Traditionally, each of any 42 E&P companies’ stock-price performances, when graphed for any period of time, would shadow the others’ rise or fall across the grid, along with oil and gas prices. There would be exceptions, caused by company drama, good or bad. But increasingly, performances are decoupling and not just based on increasingly divergent prices.
Investors’ view of oil- versus gas-weighted stock values during the past 15 months often has less to do with the price of the commodity. Instead, it appears potential upside based on strength of management and the story is playing a role. And, at times, there is still little apparent reason, except that the story is already played out in up- or down-trading, and the stock is fully valued or discounted.
One independent E&P company’s investor-relations chief says, “It’s war out there.” E&P stocks are trading on “hand-grenade marketing tactics” with every small doubt and rumor as to an E&P’s viability causing the stock to flatline.
In an OilandGasInvestor.com comparison of 15-month stock-price performances for 42 E&P companies—a list randomly borrowed from Bernstein Research’s universe of E&P stocks—more oil-weighted producers have shown tremendous growth than gas-weighted producers. Yet, a handful of each is in the Bottom 10. Here are some stock-price anomalies ripe for growth or decline.
- Shares of Devon Energy Corp. have grown roughly 0% between January 2, 2009, and March 17, 2010, the timeframe for which the 42 stocks’ prices were reviewed. Oil was approximately $46 and natural gas was $6 at the beginning of the timeframe. At press time, the April oil contract was trading at $82; natural gas, at $4. Devon is 67% weighted to natural gas, yet it announced it is entering a Canadian oil-sands joint venture with BP Plc.
- Six of the Top 10 stock performances are oil-weighted, and the No. 1 improved stock is Bakken oil-shale-weighted: Brigham Exploration Co., with a 400% return in the 15-month period and 55% weighting to oil production. Others are Berry Petroleum Co. (69% oil), up 260%; ATP Oil & Gas Corp. (60% oil), a conventional Gulf of Mexico oil producer, up 205%; and Pioneer Natural Resources Co. (approximately 50% oil), up 200%.
Another Top 10 Bakken oil story is Whiting Petroleum Corp. (78% oil), up 120%. Meanwhile, 53% oil Callon Petroleum Co. posted a 90% stock-price improvement on its push during the review period to onshore the U.S., particularly the oily Permian and the gassy Haynesville.

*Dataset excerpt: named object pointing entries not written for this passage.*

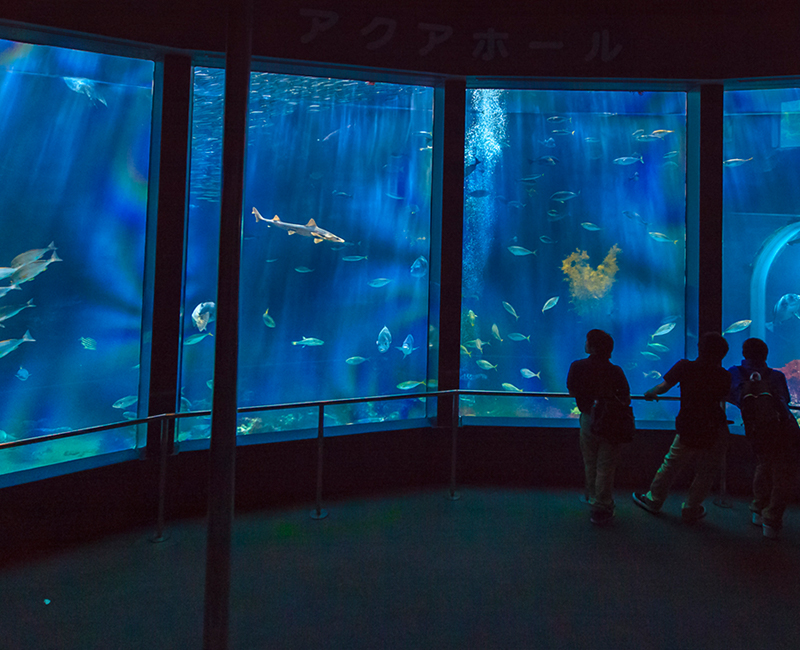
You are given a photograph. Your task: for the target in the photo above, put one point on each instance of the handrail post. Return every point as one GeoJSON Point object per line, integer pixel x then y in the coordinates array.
{"type": "Point", "coordinates": [454, 496]}
{"type": "Point", "coordinates": [162, 482]}
{"type": "Point", "coordinates": [319, 512]}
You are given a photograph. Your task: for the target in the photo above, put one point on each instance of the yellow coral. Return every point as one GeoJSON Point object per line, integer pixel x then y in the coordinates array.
{"type": "Point", "coordinates": [586, 283]}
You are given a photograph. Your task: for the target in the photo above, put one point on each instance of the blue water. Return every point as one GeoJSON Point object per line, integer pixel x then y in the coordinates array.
{"type": "Point", "coordinates": [542, 181]}
{"type": "Point", "coordinates": [356, 158]}
{"type": "Point", "coordinates": [75, 129]}
{"type": "Point", "coordinates": [762, 224]}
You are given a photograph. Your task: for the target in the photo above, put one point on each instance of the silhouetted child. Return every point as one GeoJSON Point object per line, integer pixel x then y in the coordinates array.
{"type": "Point", "coordinates": [701, 427]}
{"type": "Point", "coordinates": [589, 379]}
{"type": "Point", "coordinates": [763, 397]}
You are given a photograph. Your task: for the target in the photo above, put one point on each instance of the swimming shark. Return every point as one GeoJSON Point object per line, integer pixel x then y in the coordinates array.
{"type": "Point", "coordinates": [309, 230]}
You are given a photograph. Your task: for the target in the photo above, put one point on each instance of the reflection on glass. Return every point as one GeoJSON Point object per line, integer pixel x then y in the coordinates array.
{"type": "Point", "coordinates": [335, 246]}
{"type": "Point", "coordinates": [75, 133]}
{"type": "Point", "coordinates": [761, 230]}
{"type": "Point", "coordinates": [574, 218]}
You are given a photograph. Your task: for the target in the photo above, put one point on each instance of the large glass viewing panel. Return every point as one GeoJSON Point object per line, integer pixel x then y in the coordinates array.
{"type": "Point", "coordinates": [761, 229]}
{"type": "Point", "coordinates": [574, 219]}
{"type": "Point", "coordinates": [335, 249]}
{"type": "Point", "coordinates": [75, 131]}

Four gas-weighted stocks appear in the Top 10 too. Newfield Exploration Co. (71% gas) posted a stock-price improvement of 160%; Quicksilver Resources Inc. (75% gas), up 150%; Cimarex Energy Co. (95% gas), up 118%; and Exco Resources Inc. (71% gas), up 100%. - Meanwhile, six of the Bottom 10 stocks are gas-weighted, including Devon Energy Corp. Also posting 0% price growth in the 15-month period is Penn Virginia Corp., which is 84% gas-weighted. The other four are Haynesville players Goodrich Petroleum Corp. (98% gas), down 40%, and Comstock Resources Inc. (94% gas), down 30%; PetroQuest Energy Inc. (88% gas), down 20%; and Encana Corp. (now 95% gas, but whose price results are not comparable since it split from its oily half, Cenovus Energy Inc., in December).
The four oily Bottom 10 stocks are Cenovus (newly split from Encana and 53% oil); Murphy Oil Corp. (72% oil), up 19%; Clayton Williams Energy Inc. (57% oil), down 20%; and W&T Offshore Inc. (approximately 50% oil), down 40%. - Falling in the middle are oily names such as Denbury Resources Inc. (83% oil), whose stock price has grown a mid-range 22% in the past 15 months, yet it has also shed its Barnett shale-gas assets and traded the cash for oily Encore Acquisition Co. and privately held, oily Conroe Field.

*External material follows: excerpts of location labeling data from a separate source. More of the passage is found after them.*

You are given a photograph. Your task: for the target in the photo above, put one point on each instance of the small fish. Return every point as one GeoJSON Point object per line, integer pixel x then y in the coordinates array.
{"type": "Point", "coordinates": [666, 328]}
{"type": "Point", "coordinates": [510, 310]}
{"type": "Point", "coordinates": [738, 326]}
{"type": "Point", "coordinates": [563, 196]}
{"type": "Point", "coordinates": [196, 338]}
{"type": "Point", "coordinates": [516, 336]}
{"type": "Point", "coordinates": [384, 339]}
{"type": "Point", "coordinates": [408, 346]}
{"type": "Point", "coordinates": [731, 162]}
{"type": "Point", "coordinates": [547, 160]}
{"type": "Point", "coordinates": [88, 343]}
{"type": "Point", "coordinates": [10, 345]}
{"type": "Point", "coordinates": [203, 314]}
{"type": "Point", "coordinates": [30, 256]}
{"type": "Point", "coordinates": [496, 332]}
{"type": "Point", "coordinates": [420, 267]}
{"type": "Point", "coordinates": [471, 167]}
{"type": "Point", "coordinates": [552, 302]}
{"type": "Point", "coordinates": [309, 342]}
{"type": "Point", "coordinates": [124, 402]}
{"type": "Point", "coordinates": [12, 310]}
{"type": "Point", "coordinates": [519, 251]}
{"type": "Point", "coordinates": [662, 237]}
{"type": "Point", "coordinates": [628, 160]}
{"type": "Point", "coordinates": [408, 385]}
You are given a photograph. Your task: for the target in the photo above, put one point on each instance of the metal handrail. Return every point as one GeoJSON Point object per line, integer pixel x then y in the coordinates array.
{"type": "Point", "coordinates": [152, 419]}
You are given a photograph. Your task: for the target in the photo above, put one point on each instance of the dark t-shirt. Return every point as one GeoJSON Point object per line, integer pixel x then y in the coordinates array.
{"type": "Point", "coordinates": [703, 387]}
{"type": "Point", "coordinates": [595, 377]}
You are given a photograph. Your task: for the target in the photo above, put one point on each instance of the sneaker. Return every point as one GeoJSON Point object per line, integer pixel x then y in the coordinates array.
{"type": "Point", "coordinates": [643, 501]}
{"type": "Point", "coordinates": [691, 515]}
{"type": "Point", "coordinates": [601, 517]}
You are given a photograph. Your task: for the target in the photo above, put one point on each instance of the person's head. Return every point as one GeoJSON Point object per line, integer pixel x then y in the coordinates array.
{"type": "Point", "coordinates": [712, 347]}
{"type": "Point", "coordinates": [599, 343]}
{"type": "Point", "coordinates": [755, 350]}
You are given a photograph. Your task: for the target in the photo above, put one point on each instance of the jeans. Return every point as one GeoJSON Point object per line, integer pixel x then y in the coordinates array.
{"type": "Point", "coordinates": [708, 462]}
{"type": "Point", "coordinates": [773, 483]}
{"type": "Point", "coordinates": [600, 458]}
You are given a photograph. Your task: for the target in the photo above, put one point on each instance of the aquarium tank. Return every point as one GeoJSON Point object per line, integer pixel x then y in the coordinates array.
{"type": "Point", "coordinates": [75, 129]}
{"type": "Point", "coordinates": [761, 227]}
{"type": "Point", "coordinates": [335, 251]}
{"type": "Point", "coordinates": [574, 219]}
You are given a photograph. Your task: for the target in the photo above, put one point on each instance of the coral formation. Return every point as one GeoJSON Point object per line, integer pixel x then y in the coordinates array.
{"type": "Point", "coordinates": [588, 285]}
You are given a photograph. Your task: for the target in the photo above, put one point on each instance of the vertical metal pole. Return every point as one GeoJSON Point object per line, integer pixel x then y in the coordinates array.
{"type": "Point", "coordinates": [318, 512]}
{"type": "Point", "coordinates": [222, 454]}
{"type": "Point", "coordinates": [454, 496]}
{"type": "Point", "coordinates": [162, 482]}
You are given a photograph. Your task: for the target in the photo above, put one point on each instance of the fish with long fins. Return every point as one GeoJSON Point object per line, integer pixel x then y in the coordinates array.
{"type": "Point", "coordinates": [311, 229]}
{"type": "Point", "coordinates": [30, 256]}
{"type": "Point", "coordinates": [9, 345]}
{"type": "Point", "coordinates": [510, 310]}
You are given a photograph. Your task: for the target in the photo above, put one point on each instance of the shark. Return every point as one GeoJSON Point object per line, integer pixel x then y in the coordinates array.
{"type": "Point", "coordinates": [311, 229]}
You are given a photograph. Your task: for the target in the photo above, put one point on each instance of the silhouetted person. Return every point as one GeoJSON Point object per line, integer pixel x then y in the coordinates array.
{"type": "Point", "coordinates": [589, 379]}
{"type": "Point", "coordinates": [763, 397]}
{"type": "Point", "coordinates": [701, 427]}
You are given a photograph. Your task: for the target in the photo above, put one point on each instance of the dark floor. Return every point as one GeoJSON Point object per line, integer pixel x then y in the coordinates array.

- Uber oily Occidental Petroleum Corp. (76% oil) has seen stock-price growth of a mid-range 32%, despite news in July of its discovery of the largest new oil field in California in 35 years.
- Gas-weighted (76%) EOG Resources Inc.’s stock price has improved a mid-range 40%, despite its announcement last fall that it is shifting to a greater weighting to oil.
Stock-picking is easier with a rifle, instead of hand grenades.